School lunches are federally subsidized and school districts must track how many students use the lunch program. To do that, most districts make students input ID numbers manually. But Dunham says that proved inefficient. So two years ago, Pinellas schools installed a system where students swipe their palms across an infrared light reader and move on:
“Perhaps when you were a child you might have taken a flashlight and put it to the palm of your hand you can see the veins? It reads the veins under the skin. The vein patterns under the skin."
Dunham says that’s boosted both the accuracy and the speed of the lunch line system, with kids getting through faster, and having longer to eat. The company that makes Pinellas County’s system only sells to schools and Dunham says the data is deleted when students leave.
"So it’s not involved with any law enforcement, Interpol, anywhere in the world, no one uses this technology to identify people.”
Though he says there haven’t been many complaints, the system is still voluntary for those who remain skeptical.
“Kids are into technology. And within short order, they’re doing it also. It’s voluntary and we’ve asked the parents to send in an opt out form rather than getting permission from each parent," Dunham said.
School districts across the nation are adopting security systems that collect biological data for identification purposes. The issue recently caused a stir in Florida when Polk County Schools decided to incorporate biometric data systems. Now the use iris scans and similar tech could soon be banned in Florida schools.
In Polk county, an attempt to better secure school buses was met with more resistance. The school district launched a pilot program allowing a security company to install iris scanners on school buses at three of its schools. But the scanners were installed without telling parents first. Polk school district officials declined to comment on the program for this story, but referred to articles published in the Lakeland Ledger newspaper. According to the Ledger, the maker of the system, Stanley Convergent Security Solutions, had already scanned the eyes of about 750 students.
The company says it’s deleted the biometric data it had collected, but parents remain concerned about the potential for databases of information on their children. Yvette Acosta McMillian, an attorney with the American Civil Liberties Union of Florida, says, her group shares those concerns:
“I can tell you the ACLU of Florida is opposed to the use of biometrics in schools," she said.
McMillian says biometric information is harmless in a vacuum.
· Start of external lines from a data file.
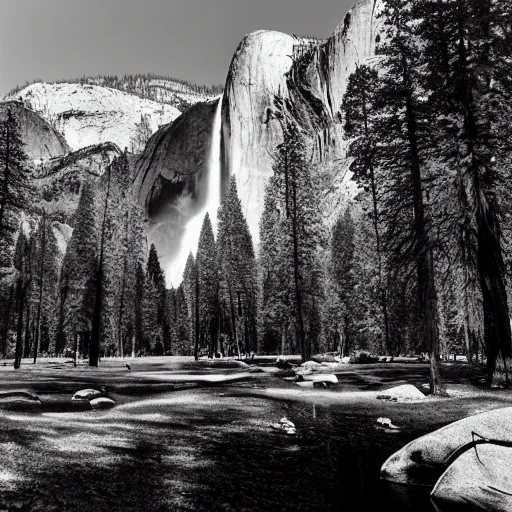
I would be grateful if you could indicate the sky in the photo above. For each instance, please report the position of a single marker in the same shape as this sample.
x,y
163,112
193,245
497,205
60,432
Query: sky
x,y
192,40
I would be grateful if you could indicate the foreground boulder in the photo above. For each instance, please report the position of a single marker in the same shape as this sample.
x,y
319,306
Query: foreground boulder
x,y
424,460
402,393
19,399
480,479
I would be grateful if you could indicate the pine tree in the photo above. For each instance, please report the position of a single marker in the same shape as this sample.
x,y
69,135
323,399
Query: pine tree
x,y
276,308
192,292
22,263
78,273
402,130
343,274
238,268
468,83
208,282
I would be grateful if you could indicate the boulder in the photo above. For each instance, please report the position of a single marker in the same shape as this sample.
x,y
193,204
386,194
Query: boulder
x,y
19,399
424,460
386,423
321,377
86,394
480,479
102,403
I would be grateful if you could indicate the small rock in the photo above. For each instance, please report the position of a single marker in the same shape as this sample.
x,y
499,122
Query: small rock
x,y
386,423
322,377
87,394
285,421
102,403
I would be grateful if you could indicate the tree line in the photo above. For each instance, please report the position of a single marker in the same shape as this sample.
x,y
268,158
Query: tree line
x,y
417,261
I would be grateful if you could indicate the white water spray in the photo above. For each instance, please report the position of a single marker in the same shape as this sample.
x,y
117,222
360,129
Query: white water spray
x,y
192,229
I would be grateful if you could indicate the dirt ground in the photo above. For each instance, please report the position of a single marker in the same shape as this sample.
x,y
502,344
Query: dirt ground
x,y
189,436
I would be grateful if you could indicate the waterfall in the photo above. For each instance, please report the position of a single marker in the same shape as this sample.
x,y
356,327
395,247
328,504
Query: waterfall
x,y
192,229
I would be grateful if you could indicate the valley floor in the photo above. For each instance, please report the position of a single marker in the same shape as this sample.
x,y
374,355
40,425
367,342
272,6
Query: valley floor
x,y
183,439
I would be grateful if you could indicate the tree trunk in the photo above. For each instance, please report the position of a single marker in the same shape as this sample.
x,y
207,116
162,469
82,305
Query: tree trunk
x,y
19,330
424,257
5,190
296,274
75,348
94,346
7,318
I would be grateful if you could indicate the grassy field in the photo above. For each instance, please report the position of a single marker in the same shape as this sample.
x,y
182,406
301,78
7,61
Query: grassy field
x,y
190,436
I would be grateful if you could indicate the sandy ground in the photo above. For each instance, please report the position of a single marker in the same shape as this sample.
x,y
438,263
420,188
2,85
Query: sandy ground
x,y
189,436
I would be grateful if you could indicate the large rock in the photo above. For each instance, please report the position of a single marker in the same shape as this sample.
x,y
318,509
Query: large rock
x,y
41,141
424,460
102,403
479,480
90,114
401,393
19,399
310,91
170,177
59,179
272,76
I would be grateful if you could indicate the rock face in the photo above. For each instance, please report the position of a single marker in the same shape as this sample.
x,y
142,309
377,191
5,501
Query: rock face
x,y
89,114
272,77
41,140
479,480
423,461
60,179
311,78
170,175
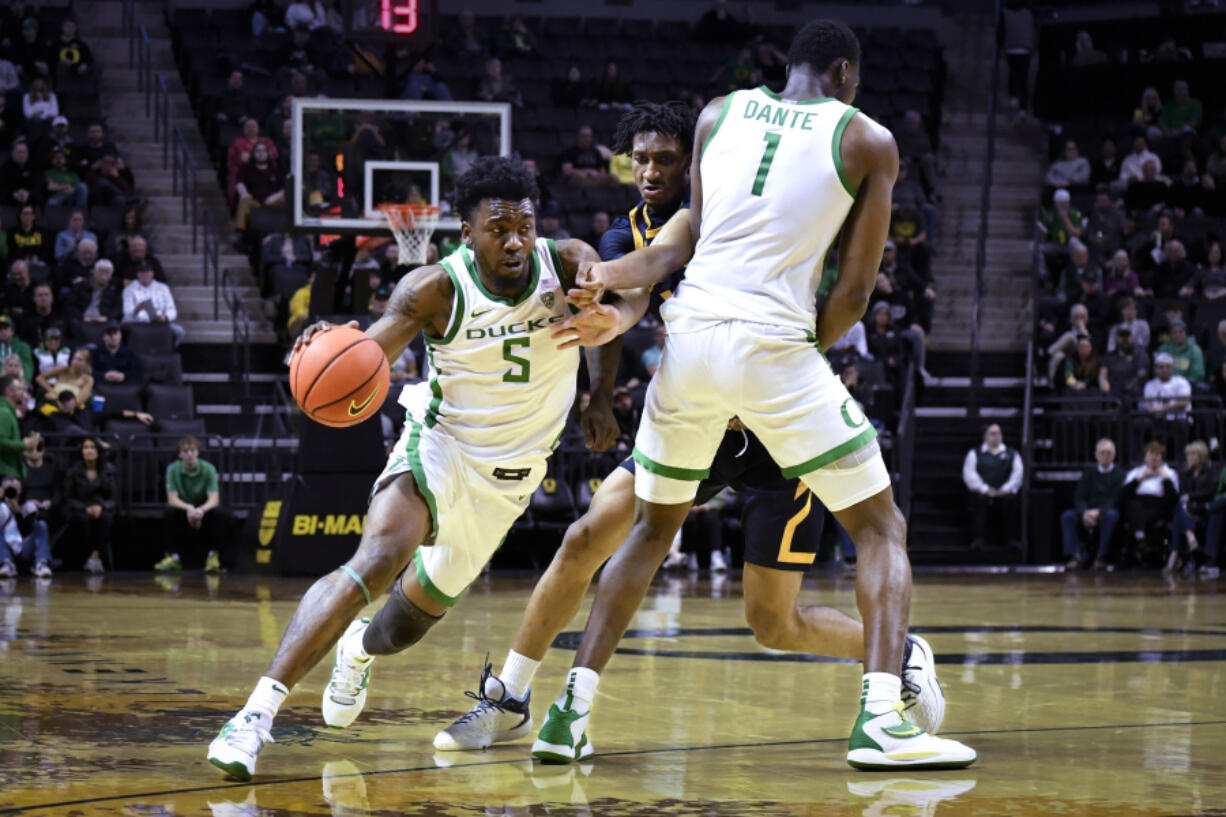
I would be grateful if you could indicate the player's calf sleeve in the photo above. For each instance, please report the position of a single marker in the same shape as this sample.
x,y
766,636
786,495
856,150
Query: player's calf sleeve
x,y
397,626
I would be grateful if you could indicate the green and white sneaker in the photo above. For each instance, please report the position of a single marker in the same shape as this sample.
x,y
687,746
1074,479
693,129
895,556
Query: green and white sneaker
x,y
890,741
236,747
563,737
168,564
346,692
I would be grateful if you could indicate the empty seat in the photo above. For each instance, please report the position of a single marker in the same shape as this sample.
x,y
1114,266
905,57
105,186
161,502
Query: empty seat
x,y
150,339
171,401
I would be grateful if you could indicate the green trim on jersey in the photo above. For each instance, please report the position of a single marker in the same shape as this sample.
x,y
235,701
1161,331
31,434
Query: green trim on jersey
x,y
510,302
836,149
793,102
423,486
835,454
688,475
557,265
457,307
432,590
723,113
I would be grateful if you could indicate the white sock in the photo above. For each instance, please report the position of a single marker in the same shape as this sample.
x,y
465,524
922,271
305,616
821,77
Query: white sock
x,y
516,676
882,691
267,697
580,690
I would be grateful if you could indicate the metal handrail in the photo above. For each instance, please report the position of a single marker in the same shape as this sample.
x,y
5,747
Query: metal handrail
x,y
981,242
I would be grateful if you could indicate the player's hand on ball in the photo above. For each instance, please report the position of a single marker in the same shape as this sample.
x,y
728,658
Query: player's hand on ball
x,y
595,325
598,423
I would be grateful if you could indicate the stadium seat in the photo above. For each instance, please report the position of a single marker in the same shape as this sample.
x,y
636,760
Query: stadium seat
x,y
171,401
120,396
148,337
162,367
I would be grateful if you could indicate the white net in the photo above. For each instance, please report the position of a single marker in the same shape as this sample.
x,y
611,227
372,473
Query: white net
x,y
412,226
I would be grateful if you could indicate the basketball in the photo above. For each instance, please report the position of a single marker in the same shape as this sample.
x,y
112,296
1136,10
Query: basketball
x,y
340,378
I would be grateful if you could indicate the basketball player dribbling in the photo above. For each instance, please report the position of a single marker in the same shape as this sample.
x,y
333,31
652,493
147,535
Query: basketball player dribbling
x,y
502,344
776,180
781,520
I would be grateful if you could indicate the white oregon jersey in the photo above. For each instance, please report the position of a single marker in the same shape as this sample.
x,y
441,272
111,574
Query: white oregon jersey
x,y
774,200
498,383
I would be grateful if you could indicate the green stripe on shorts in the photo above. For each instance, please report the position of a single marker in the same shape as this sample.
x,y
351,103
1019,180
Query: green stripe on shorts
x,y
689,475
429,586
833,455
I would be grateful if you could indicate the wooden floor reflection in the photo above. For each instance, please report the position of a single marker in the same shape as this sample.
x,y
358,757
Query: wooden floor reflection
x,y
1084,694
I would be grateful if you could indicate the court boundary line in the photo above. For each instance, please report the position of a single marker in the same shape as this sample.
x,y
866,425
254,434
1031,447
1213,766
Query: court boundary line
x,y
226,786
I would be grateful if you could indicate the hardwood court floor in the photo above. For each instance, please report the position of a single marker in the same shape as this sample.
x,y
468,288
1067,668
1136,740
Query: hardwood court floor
x,y
1084,694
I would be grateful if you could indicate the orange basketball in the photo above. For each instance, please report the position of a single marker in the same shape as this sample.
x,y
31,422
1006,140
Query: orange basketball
x,y
340,378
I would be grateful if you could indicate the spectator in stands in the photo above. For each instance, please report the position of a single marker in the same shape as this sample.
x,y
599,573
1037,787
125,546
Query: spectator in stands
x,y
515,39
423,82
194,515
1124,368
98,299
1077,270
1148,501
497,86
584,164
1132,168
61,185
12,345
1084,369
70,238
1189,361
76,266
1197,486
1182,113
1121,277
259,184
39,103
33,548
242,150
1084,53
1094,508
652,355
90,499
148,301
20,182
1167,395
52,352
992,474
110,182
47,314
465,41
1070,171
609,90
71,54
113,361
570,92
1105,227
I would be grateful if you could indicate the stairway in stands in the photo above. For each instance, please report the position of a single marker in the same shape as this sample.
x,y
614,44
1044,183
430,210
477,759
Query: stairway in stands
x,y
939,531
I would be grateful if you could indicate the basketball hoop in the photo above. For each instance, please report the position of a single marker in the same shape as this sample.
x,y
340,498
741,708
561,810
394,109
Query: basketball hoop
x,y
412,225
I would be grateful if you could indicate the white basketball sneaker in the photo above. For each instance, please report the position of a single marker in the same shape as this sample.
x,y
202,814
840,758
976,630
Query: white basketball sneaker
x,y
922,697
346,692
236,747
491,721
889,741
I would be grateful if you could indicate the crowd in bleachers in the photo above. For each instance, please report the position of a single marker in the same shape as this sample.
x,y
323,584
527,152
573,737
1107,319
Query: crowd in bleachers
x,y
1130,317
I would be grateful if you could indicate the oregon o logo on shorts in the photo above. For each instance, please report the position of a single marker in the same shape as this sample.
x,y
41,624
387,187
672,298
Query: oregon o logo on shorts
x,y
852,414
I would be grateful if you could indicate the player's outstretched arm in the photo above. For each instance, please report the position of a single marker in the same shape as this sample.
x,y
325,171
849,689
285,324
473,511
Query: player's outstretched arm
x,y
871,161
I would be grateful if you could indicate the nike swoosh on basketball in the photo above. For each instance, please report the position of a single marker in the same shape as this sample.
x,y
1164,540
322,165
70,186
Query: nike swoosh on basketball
x,y
357,409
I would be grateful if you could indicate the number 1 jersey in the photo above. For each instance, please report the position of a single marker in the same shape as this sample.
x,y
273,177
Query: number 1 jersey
x,y
774,200
498,384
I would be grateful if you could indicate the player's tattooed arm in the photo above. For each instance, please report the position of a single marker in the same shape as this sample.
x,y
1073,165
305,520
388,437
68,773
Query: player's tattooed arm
x,y
871,161
422,301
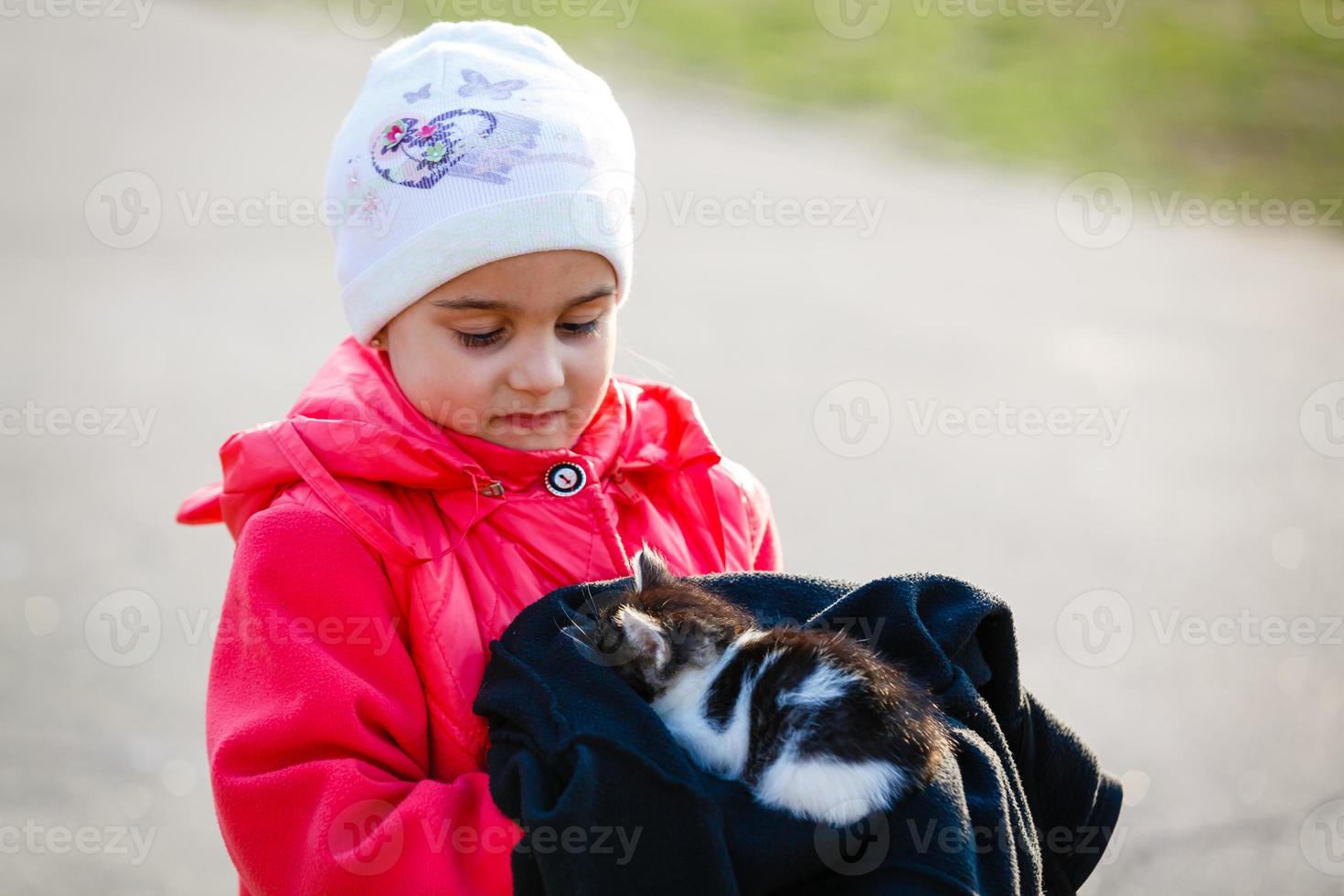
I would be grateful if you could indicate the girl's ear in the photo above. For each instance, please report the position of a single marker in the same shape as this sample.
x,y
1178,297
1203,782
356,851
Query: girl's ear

But combined with other data collected by the government and social media sites, the potential for danger grows.
“If you want to have access to your personal computer and provide your fingerprint. That’s fine. But it’s not the government collecting all this data.”
A Miami-Dade School Board member expressed concerns about biometrics in a Huffington Post editorial. The ACLU’s McMillian says a draft bill is in the works which would ban the systems. Still, other school districts will never implement the systems because they’re seen as too costly.
Biometric systems use in Florida schools is relatively new, and the Florida Department of Education says its not aware of any rules or legislation on the topic. But in a statement, Department spokesman Joe Follick said "parents deserve the right to feel confident that personal information is being used properly and securely. We are reviewing the topic as we begin to prepare our legislative agenda for next year’s session.”